I have written this code myself, in fact
I have written a python-wrapped C implementation of this in 2D, which is not really ready for production (it is still single threaded, etc) but it will run in as close to O(N) as your dataset will allow. You set the “element size”, which acts as a bin size (the code will call interactions on everything within
b of another point, and sometimes between
2 * sqrt(2) * b), give it an array (native python list) of objects with an x and y property and my C module will callback to a python function of your choice to run an interaction function for matched pairs of elements. it’s designed for running contact force DEM simulations, but it will work fine on this problem too.
As I haven’t released it yet, because the other bits of the library aren’t ready yet, I’ll have to give you a zip of my current source but the contact detection part is solid. The code is LGPL’d.
You’ll need Cython and a c compiler to make it work, and it’s only been tested and working under *nix environemnts, if you’re on windows you’ll need the mingw c compiler for Cython to work at all.
Once Cython’s installed, building/installing pynet should be a case of running setup.py.
The function you are interested in is
pynet.d2.run_contact_detection(py_elements, py_interaction_function, py_simulation_parameters) (and you should check out the classes Element and SimulationParameters at the same level if you want it to throw less errors – look in the file at
archive-root/pynet/d2/__init__.py to see the class implementations, they’re trivial data holders with useful constructors.)

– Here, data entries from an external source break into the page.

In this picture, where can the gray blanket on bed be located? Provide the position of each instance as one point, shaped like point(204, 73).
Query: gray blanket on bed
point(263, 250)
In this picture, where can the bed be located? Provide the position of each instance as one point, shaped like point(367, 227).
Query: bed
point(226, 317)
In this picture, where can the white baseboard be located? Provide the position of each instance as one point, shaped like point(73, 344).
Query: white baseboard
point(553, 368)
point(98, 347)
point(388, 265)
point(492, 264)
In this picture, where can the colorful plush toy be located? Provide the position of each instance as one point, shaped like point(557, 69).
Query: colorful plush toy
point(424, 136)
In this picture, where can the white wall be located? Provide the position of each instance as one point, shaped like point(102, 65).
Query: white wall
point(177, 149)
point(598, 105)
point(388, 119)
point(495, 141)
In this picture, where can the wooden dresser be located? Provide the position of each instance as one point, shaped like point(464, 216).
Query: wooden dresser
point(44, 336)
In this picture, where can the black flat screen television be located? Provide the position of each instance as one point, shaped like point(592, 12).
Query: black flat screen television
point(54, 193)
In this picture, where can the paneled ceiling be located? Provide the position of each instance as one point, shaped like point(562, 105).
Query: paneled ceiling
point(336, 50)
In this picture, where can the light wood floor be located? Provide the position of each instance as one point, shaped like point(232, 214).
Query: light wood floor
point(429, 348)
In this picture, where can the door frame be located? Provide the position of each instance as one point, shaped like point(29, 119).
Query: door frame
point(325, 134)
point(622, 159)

(I will update this answer with a public mercurial repo when the code is ready for more general release…)
Your solution is okay, but one clear problem is that you’re getting dark regions despite there being a point right in the middle of them.
I would instead center an n-dimensional Gaussian on each point and evaluate the sum over each point you want to display. To reduce it to linear time in the common case, use
query_ball_point to consider only points within a couple standard deviations.
If you find that he KDTree is really slow, why not call
query_ball_point once every five pixels with a slightly larger threshold? It doesn’t hurt too much to evaluate a few too many Gaussians.
You can do this with a 2D, separable convolution (scipy.ndimage.convolve1d) of your original image with a gaussian shaped kernel. With an image size of MxM and a filter size of P, the complexity is O(PM^2) using separable filtering. The “Big-Oh” complexity is no doubt greater, but you can take advantage of numpy’s efficient array operations which should greatly speed up your calculations.
Just a note, the
histogram2d function should work fine for this. Did you play around with different bin sizes? Your initial
histogram2d plot seems to just use the default bin sizes… but there’s no reason to expect the default sizes to give you the representation you want. Having said that, many of the other solutions are impressive too.